Um amigo meu olhava contemplativo e absorto para a imagem de um quadro na parede como se fosse possível ser transportado para dentro daquela paisagem.
Ela mostrava o recorte de uma praia ladeada por um mar de águas verdes transparentes de um lado e, de outro, uma casinha simples, com telhado de palha, rodeada por densa vegetação.
Em um dado momento, ele inspirou fundo e, em seguida, soltou o ar dos pulmões pela boca fazendo barulho. Um quase-sopro, como fosse possível cuspir seu desalento por estar do lado de fora daquela imagem.
Imaginei tal sensação depois de suas palavras, quando conseguiu desgrudar o olhar do quadro e pular para fora daquela paisagem paradisíaca, divagando também em achismo sobre qual seria o melhor lugar do mundo para viver.
Sem querer ser desmancha prazer e sendo-o ao mesmo tempo, respondi que quem fosse que morasse naquela casinha talvez já estive de cansado daquele mar verde transluzente, assim como de toda calmaria do lugar e, quem sabe, nunca tivesse notado ou fizesse ideia de que pudesse estar morando em um tipo de paraíso.
Assim é a cidade da gente, um paraíso para quem está do lado de fora do quadro e, quase sempre, um lugar chato para quem está vivendo dentro dele. Isso acontece por dois motivos: ou não nos apercebemos daquilo que tem de bom em nossa localidade, cegados pela rotina do “caminho da roça” que percorremos diariamente, sem mudar quase nunca o trajeto nas andanças casa-trabalho-mercado-mesmolugardediversão, ou porque, realmente não gostamos da cidade onde moramos.

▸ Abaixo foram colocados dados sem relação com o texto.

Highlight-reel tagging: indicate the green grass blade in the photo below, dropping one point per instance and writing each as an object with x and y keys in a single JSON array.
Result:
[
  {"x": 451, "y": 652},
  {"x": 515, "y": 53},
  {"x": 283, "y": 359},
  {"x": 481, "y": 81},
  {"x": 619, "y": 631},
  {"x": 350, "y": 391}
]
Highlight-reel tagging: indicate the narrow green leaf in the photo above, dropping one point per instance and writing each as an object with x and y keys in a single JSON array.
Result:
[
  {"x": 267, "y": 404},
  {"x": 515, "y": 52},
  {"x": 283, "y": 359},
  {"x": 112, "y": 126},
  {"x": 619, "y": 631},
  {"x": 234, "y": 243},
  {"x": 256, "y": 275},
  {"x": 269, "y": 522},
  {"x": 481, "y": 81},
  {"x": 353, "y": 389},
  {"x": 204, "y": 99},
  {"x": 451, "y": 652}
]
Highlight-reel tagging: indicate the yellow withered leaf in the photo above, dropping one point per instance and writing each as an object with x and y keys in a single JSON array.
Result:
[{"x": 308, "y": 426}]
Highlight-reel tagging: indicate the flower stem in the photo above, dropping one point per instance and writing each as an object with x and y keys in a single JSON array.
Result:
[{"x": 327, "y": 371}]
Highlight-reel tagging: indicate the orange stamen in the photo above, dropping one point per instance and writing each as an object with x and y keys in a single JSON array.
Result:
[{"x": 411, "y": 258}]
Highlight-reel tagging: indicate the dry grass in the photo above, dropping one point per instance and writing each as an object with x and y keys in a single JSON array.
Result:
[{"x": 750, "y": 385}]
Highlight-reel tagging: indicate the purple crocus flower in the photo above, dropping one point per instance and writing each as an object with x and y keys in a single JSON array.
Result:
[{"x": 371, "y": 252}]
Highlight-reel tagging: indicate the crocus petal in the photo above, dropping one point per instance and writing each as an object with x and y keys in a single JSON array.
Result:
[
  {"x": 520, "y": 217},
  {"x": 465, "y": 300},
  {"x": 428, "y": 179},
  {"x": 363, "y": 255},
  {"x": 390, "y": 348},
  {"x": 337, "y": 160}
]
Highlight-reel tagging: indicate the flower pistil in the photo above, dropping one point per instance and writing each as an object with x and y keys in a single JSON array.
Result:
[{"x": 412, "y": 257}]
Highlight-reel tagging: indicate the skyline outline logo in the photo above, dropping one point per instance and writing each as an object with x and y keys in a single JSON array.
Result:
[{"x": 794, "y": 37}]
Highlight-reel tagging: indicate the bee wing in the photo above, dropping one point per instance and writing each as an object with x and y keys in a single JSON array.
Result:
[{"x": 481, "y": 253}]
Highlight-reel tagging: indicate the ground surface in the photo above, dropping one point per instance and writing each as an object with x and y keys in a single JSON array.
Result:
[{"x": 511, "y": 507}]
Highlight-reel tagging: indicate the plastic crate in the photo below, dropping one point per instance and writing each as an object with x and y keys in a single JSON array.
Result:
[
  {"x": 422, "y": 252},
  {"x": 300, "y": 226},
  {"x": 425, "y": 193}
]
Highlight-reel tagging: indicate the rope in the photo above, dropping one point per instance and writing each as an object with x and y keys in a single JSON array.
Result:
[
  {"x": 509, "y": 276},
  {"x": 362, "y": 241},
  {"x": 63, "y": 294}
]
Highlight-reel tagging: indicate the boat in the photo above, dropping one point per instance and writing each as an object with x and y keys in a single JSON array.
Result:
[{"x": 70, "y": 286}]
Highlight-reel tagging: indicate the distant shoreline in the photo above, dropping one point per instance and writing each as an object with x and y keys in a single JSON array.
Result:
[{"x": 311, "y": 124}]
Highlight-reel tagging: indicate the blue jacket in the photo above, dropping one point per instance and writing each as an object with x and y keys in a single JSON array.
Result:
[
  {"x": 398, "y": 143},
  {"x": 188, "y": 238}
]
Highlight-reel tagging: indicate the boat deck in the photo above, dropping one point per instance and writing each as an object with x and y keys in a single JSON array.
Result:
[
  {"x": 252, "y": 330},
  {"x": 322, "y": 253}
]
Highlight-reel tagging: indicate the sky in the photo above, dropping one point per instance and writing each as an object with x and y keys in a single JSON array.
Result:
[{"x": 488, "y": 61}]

Nesse segundo caso, não se trata da cidade da gente.
A cidade da gente é nossa cidade natal ou a cidade que escolhemos para morar ou ainda aquela pela qual nos apaixonamos. Pode ser a cidade natal onde moramos ou aquela que nos deixa ansiosos para um reencontro quando moramos em outro lugar.
Tem gente para a qual a cidade natal é seu eterno lar, por escolha própria ou decisão do destino. Isso pode fazer a diferença entre o paraíso e o chato-lugar ou lugar-qualquer.
Muitas pessoas já moraram em tantas cidades que já são cidadãos do mundo. O que não exclui a possibilidade de terem a cidade deles, no coração, na saudade ou na lembrança.
Outras tantas sequer colocaram os pés fora do seu município desde que nasceram. Acreditem, isso acontece em grande quantidade, de maneira assustadora para os cidadãos do mundo e na maior normalidade para aqueles que vivem no seu paraíso particular ou em seu fadado cercado imaginário.
A cidade da gente é aquela que tem nossa casa. Aquela para onde sempre queremos retornar depois de algum tempo fora. Aquele lugar que nos traz segurança ou, ao menos, a sensação dessa.
É o lugar para onde queremos voltar algum dia. É como a sombra larga de uma árvore sob a qual queremos deitar. É nossa tabebuia florida da cor que eu quiser imaginar.
A cidade da gente é aquela que todo mundo que mora nela pode até falar mal, só não pode fazer o mesmo o morador de qualquer outra, principalmente se for de localidade vizinha. É como família, só pode criticar que faz parte dela.
Minha “cidade da gente” foi onde nasci e adolesci. Foi onde chorei e sorri. Onde trabalhei e cresci. Minha cidade é aqui. Onde escolhido, escolhi, foi decidido ou decidi.
Por isso quando faz aniversário eu também comemoro, agradeço e oro. Junto as mãos porque com ela me desenvolvi e rogo para que se torne árvore frondosa, para que sua sombra possa dar o refrigério que a alma de seus filhos necessita, que seu tronco seja o esteio de muitas vidas e suas flores possam brotar em sinal de vitória.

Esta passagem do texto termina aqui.